Rep. Christopher Shays, Connecticut Republican and co-sponsor of the House version of McCain-Feingold, said that neither he nor his staff had received word of the decision.
"Its not uncommon for a federal district judge to be overturned [by a higher court], and I would think in this case he would be overturned," Mr. Shays said. "There are a number of cases that have affirmed the kind of ban this judge ruled against."
Regulation opponents, by contrast, were more confident about the decisions impact.
"This decision reaffirms that the campaign finance regulators legislation has a terrible track record with the federal judiciary," Michael Toner, the Republican National Committees chief legal counsel, told The Washington Times.
The Supreme Court ruled in 1996 that federal limits on political parties expenditures made to help individual federal candidates violate the First Amendment when that spending is not coordinated with a candidates campaign.
Mr. Toner said Fridays ruling "could be a real harbinger of how the Supreme Court would view McCain-Feingold if it ever became law."

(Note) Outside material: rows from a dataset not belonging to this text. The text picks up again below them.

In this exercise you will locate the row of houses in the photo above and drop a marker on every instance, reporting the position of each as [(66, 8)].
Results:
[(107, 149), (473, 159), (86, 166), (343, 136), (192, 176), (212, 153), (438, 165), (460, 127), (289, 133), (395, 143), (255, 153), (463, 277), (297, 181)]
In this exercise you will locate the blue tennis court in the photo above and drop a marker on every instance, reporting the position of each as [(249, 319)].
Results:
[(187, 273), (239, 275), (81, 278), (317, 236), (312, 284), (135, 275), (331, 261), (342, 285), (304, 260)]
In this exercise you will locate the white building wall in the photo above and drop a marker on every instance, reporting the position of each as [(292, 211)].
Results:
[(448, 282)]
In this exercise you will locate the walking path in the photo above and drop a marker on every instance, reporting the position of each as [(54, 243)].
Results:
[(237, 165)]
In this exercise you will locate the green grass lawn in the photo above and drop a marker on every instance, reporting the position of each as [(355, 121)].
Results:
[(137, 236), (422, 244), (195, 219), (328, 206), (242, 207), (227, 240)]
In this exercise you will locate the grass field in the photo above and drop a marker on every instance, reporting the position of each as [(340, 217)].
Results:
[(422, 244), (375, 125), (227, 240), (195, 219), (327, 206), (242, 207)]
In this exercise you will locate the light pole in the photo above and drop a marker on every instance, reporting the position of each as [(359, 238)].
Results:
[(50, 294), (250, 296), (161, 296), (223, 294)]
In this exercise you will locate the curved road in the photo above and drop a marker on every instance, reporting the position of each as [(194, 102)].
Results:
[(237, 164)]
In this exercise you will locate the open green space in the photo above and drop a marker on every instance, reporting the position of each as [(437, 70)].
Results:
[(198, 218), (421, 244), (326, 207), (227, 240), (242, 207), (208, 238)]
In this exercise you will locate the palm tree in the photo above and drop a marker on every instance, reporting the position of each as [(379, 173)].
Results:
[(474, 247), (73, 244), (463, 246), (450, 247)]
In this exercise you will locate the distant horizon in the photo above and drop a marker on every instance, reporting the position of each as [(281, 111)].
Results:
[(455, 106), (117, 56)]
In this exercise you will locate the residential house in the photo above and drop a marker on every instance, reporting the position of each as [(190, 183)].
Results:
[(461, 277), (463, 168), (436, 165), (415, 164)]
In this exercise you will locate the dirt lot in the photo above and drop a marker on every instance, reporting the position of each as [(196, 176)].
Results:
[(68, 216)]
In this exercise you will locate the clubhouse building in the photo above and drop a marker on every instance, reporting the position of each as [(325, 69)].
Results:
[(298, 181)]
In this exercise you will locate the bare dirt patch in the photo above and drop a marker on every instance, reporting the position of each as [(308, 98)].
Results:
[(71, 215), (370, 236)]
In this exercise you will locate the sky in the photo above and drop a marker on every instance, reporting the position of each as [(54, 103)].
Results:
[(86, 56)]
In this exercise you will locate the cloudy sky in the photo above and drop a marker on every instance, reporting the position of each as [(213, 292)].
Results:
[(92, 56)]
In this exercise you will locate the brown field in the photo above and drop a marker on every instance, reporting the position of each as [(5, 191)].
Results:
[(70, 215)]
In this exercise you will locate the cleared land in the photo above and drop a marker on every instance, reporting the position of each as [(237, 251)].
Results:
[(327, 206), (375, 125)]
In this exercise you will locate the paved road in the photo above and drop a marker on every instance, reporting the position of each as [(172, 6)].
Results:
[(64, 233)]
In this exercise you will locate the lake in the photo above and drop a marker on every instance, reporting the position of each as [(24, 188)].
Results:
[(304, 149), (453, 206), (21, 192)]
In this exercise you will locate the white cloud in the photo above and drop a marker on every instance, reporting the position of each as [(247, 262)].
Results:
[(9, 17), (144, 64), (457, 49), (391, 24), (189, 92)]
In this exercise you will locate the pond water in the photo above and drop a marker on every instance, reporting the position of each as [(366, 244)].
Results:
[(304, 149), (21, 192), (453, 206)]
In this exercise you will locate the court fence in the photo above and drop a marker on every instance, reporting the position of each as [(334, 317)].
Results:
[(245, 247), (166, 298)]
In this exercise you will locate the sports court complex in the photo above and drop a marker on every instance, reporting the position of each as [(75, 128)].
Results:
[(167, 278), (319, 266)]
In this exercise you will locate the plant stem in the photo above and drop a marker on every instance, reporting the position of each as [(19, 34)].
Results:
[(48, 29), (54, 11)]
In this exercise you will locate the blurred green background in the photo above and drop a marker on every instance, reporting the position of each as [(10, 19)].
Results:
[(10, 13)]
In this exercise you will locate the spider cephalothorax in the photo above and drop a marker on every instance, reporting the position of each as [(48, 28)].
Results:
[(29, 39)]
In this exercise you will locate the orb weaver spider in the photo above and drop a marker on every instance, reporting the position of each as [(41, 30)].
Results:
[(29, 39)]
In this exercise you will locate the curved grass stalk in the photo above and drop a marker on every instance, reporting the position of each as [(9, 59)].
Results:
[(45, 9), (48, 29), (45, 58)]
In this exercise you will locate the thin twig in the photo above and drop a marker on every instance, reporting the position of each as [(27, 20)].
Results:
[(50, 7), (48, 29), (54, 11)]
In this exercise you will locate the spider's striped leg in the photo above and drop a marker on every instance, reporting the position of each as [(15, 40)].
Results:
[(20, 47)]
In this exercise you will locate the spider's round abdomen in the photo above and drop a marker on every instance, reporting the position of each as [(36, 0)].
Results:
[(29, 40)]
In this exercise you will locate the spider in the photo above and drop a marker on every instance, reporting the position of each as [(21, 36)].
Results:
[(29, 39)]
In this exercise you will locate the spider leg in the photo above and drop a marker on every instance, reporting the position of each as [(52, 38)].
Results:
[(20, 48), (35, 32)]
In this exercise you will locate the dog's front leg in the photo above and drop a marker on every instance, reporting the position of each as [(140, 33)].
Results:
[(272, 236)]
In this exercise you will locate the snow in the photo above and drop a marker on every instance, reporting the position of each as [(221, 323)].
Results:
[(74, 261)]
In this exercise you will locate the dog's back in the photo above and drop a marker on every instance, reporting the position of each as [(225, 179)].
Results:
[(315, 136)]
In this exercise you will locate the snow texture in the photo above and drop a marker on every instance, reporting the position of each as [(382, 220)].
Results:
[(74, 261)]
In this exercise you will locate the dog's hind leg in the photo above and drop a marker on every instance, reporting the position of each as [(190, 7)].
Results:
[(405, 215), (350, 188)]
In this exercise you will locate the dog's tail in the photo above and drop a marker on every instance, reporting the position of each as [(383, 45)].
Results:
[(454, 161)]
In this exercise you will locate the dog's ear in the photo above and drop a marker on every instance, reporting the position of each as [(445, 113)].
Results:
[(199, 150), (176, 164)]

In his ruling, Judge Singleton said that restricting "donations to political parties for purposes unrelated to nominating or electing candidates [including] issue advocacy and voter registration … significantly interferes with the protected rights of speech and association."
Most Democrats publicly support the McCain-Feingold restrictions on contributions and political advertising in federal elections, but most Republicans oppose the legislation.
In what could be another challenge to campaign regulators who have passed campaign finance legislation in the Senate this year, Rep. Bob Ney, Ohio Republican, is formulating an alternative bill that has support from some Democrats, including the Congressional Black Caucus.
Both friends and foes of campaign finance reform are awaiting a U.S. Supreme Court decision expected next week in a Colorado case that could be a fatal blow to the constitutionality of McCain-Feingold.
In the Colorado case, the high court will decide if the First Amendment is violated by a limit on how much hard money a political party spends in coordination with its candidates, said election-laws lawyer Cleta Mitchell.
"The Alaska decision and the Colorado case are two pieces of McCain-Feingold," she said. "Alaska dealt with the soft-money ban similar to McCain-Feingolds. The Colorado case involves hard dollars contributed to a candidate."